A simple everyday example illustrates the issue. Suppose you are cooking dinner in the evening. You are not aware of the price of electricity at that moment—it is fixed in your contract. Now imagine you receive a notification that electricity prices are temporarily much higher due to a heat wave or grid congestion. You might decide to delay cooking or reduce usage, essentially paying time for money. Not everyone would respond this way, but some would, and that response would reduce pressure on the system as a whole during peak periods.
At its core, this is a basic supply-and-demand problem. Prices convey information about scarcity. When prices rise, some consumers reduce or shift demand, allowing the market to balance. When prices are fixed and cannot adjust, demand remains high even when supply is constrained.
In most markets, this leads to shortages—as in housing markets with rent controls, where below-market pricing results in persistent shortages or during the 1970s, when gasoline price controls produced long lines and empty pumps. In electricity, the consequences are more severe. When demand exceeds what the system can supply, the result is an outage—a system-wide shortage rather than a localized shortage.
Importantly, this problem is not simply about limited capacity. Many industries operate near capacity at times, but flexible prices help allocate scarce resources without disruption. In electricity markets, however, fixed retail prices prevent this adjustment, making the system more vulnerable during periods of peak demand.
Better Price Signals Are the Key to Grid Adaptation

Concerns remain about whether the scale of data center growth could overwhelm such adjustments. However, evidence from the IEA suggests otherwise. Their analysis indicates that if data centers shifted or reduced demand during just a small fraction of the most stressed hours—around 1%—existing systems could accommodate projected growth through 2035. In practical terms, this means that relatively small changes in when electricity is used—not how much is used overall—can materially reduce system strain.

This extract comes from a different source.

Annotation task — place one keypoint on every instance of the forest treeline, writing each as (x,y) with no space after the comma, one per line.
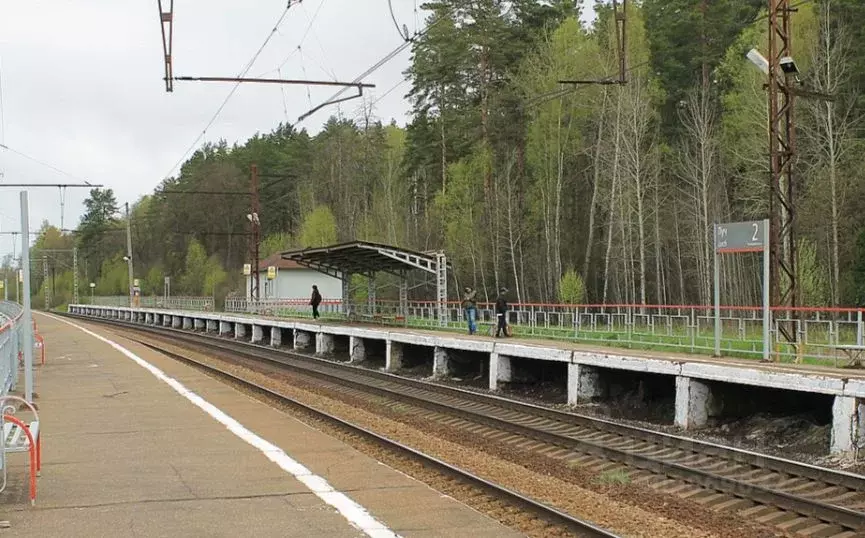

These estimates should be interpreted cautiously, but they highlight an important point: the present challenge is largely one of coordination and incentives. With better price signals, some demand can shift away from peak periods, easing strain on the grid. Emerging technologies, including AI-driven load management systems, may further enhance this coordination by optimizing when and how electricity is consumed.
Electricity systems have adapted to large structural shifts before—rural electrification, postwar suburban growth, the consumer electronics boom. None of those transitions were seamless, but in each case, the system expanded because investment followed demand. The challenge is not to constrain growth of new technologies that make our lives better, but to ensure that markets and policies allow the system to respond efficiently.
Data centers are not overwhelming the grid. They are exposing a system that does not price scarcity. The solution isn’t to slow the data centers. It’s to fix the pricing. The solution in the near term is straightforward: better price signals, fewer regulatory barriers to flexible rate structures, and demand that responds when the system is under strain.